Linux-Fsdevel Archive on lore.kernel.org
 help / color / Atom feed
From: Ignat Korchagin <ignat@cloudflare.com>
To: Arvind Sankar <nivedita@alum.mit.edu>,
	James Bottomley <James.Bottomley@hansenpartnership.com>
Cc: Al Viro <viro@zeniv.linux.org.uk>,
	linux-fsdevel@vger.kernel.org,
	linux-kernel <linux-kernel@vger.kernel.org>,
	kernel-team <kernel-team@cloudflare.com>
Subject: Re: [PATCH] mnt: add support for non-rootfs initramfs
Date: Thu, 5 Mar 2020 22:53:54 +0000
Message-ID: <CALrw=nH3pOmjUqN44MkBPcBCXU4VrgT36Bs0R66aSdLPg08XQg@mail.gmail.com> (raw)
In-Reply-To: <20200305222117.GA1291132@rani.riverdale.lan>

On Thu, Mar 5, 2020 at 10:21 PM Arvind Sankar <nivedita@alum.mit.edu> wrote:
>
> On Thu, Mar 05, 2020 at 01:09:10PM -0800, James Bottomley wrote:
> > On Thu, 2020-03-05 at 19:35 +0000, Ignat Korchagin wrote:
> > > The main need for this is to support container runtimes on stateless
> > > Linux system (pivot_root system call from initramfs).
> > >
> > > Normally, the task of initramfs is to mount and switch to a "real"
> > > root filesystem. However, on stateless systems (booting over the
> > > network) it is just convenient to have your "real" filesystem as
> > > initramfs from the start.
> > >
> > > This, however, breaks different container runtimes, because they
> > > usually use pivot_root system call after creating their mount
> > > namespace.
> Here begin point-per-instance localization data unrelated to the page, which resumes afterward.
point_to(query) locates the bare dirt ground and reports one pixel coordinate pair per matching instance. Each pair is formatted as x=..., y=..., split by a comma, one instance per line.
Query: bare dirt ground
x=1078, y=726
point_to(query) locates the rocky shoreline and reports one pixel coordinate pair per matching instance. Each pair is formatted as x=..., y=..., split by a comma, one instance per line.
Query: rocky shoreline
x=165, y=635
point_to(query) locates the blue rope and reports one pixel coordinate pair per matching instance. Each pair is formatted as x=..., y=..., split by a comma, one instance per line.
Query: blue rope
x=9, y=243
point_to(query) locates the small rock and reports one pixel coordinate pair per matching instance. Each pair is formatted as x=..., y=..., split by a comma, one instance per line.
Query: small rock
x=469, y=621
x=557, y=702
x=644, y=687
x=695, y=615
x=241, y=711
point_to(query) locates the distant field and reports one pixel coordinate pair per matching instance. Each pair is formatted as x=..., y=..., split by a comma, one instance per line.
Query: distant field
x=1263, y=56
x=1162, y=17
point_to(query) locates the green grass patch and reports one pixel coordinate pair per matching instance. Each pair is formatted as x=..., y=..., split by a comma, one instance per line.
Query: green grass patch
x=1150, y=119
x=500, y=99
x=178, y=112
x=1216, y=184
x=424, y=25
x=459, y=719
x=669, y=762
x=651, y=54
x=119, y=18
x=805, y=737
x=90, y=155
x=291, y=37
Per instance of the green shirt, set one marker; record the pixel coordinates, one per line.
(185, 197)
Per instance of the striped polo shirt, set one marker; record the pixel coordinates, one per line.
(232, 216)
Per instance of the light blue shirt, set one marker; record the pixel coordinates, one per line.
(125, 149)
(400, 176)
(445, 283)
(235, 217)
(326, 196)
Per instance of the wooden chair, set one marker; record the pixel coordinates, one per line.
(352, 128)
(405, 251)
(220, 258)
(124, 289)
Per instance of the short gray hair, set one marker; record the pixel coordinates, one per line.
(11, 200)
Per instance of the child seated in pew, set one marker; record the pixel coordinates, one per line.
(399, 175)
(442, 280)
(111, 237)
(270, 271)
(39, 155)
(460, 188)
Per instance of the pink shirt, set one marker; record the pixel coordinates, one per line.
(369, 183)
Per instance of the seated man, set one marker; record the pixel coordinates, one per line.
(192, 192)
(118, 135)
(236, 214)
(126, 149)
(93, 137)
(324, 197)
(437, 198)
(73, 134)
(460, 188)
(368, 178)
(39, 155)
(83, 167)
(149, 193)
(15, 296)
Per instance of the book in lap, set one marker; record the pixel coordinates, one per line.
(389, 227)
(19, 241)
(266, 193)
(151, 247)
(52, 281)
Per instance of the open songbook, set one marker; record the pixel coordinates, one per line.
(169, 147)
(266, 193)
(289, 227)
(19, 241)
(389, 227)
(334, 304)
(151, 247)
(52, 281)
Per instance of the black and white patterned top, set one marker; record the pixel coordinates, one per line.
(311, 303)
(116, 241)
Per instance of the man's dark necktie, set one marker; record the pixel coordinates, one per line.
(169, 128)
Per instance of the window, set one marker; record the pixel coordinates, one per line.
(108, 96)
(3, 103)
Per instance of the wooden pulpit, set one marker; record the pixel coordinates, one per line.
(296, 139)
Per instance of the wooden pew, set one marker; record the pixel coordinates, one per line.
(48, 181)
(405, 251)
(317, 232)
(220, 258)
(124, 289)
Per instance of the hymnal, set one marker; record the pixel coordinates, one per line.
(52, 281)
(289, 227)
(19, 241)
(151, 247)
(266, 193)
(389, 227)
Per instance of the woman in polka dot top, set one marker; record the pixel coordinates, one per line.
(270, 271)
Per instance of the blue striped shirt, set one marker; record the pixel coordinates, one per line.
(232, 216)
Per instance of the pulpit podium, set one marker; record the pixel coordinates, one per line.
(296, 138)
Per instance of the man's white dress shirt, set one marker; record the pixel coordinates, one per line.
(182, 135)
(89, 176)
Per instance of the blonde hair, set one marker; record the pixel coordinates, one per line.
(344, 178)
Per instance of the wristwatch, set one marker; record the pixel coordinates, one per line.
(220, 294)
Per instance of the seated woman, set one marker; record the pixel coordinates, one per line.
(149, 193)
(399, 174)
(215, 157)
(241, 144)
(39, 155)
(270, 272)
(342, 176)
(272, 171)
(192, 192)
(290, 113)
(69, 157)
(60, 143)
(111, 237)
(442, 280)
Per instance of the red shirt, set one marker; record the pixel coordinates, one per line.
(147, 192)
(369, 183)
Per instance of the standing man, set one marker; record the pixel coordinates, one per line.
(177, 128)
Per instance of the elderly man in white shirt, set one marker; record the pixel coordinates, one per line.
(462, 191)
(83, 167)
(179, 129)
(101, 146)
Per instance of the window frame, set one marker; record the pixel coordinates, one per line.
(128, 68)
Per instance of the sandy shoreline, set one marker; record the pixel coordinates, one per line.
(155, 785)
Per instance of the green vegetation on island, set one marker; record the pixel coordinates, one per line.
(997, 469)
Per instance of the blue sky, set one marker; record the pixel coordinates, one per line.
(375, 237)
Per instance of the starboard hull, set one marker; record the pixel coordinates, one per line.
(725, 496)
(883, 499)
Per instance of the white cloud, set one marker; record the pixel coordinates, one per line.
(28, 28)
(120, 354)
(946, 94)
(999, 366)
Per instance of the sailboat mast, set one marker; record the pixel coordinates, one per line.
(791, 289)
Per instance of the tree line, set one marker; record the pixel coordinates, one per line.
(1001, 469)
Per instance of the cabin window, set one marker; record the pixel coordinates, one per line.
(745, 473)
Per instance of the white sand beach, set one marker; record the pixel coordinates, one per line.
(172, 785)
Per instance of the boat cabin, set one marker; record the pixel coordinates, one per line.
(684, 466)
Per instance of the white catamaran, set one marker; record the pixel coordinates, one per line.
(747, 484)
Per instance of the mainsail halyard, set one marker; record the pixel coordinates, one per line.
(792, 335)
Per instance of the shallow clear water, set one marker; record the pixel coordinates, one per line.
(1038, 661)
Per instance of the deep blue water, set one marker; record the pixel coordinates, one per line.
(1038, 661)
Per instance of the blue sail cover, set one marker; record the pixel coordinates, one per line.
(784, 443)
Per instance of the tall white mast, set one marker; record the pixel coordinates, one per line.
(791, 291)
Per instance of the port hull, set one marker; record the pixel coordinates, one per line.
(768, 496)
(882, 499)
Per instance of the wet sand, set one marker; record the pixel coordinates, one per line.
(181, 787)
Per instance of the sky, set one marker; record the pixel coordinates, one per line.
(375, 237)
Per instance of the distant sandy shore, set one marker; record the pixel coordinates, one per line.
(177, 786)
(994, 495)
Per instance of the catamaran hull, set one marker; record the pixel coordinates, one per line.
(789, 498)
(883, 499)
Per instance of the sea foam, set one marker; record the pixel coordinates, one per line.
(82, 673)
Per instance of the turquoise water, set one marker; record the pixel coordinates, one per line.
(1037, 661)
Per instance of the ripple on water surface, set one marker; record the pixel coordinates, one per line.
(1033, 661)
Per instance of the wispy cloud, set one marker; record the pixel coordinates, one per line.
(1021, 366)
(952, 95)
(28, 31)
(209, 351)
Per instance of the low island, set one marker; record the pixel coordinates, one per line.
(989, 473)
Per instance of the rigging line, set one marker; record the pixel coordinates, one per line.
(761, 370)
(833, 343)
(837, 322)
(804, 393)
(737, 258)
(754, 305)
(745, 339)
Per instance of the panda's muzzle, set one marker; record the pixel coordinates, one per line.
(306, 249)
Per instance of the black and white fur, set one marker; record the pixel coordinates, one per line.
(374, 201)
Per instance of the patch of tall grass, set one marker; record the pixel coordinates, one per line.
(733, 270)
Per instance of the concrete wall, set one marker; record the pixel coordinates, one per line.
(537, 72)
But pivot_root does not work from initramfs, because
> > > initramfs runs form rootfs, which is the root of the mount tree and
> > > can't be unmounted.
> >
> > Can you say more about why this is a problem?  We use pivot_root to
> > pivot from the initramfs rootfs to the newly discovered and mounted
> > real root ... the same mechanism should work for a container (mount
> > namespace) running from initramfs ... why doesn't it?
>
> Not sure how it interacts with mount namespaces, but we don't use
> pivot_root to go from rootfs to the real root. We use switch_root, which
> moves the new root onto the old / using mount with MS_MOVE and then
> chroot to it.
>
> https://www.kernel.org/doc/Documentation/filesystems/ramfs-rootfs-initramfs.txt
>
> >
> > The sequence usually looks like: create and enter a mount namespace,
> > build a tmpfs for the container in some $root directory then do
> >
> >
> >     cd $root
> >     mkdir old-root
> >     pivot_root . old-root
> >     mount --
> > make-rprivate /old-root
> >     umount -l /old-root
> >     rmdir /old-root
> >
> > Once that's done you're disconnected from the initramfs root.  The
> > sequence is really no accident because it's what the initramfs would
> > have done to pivot to the new root anyway (that's where container
> > people got it from).
> >
> >
> > James
> >

Yes, to add to Arvind's point the above sequence will only work for
"old style" initrd (block ramdisk with some filesystem image on top),
but will not work for the "new style" initramfs (just a disguised
tmpfs). The sequence will fail on "pivot_root" with EINVAL (see
pivot_root(2)). In fact this patch conceptually tries to have the same
behaviour as with "old style" initrd. As currently, if you use initrd:
1. The kernel will create an empty "dummy" initramfs
2. Create a ramdisk
3. Unpack the FS image into the ramdisk
4. Mount the the disk
5. Do switch_root/move etc

So we have initial mount tree as: rootfs->some_initrd_fs
(and pivot_root works here and you get empty rootfs by default)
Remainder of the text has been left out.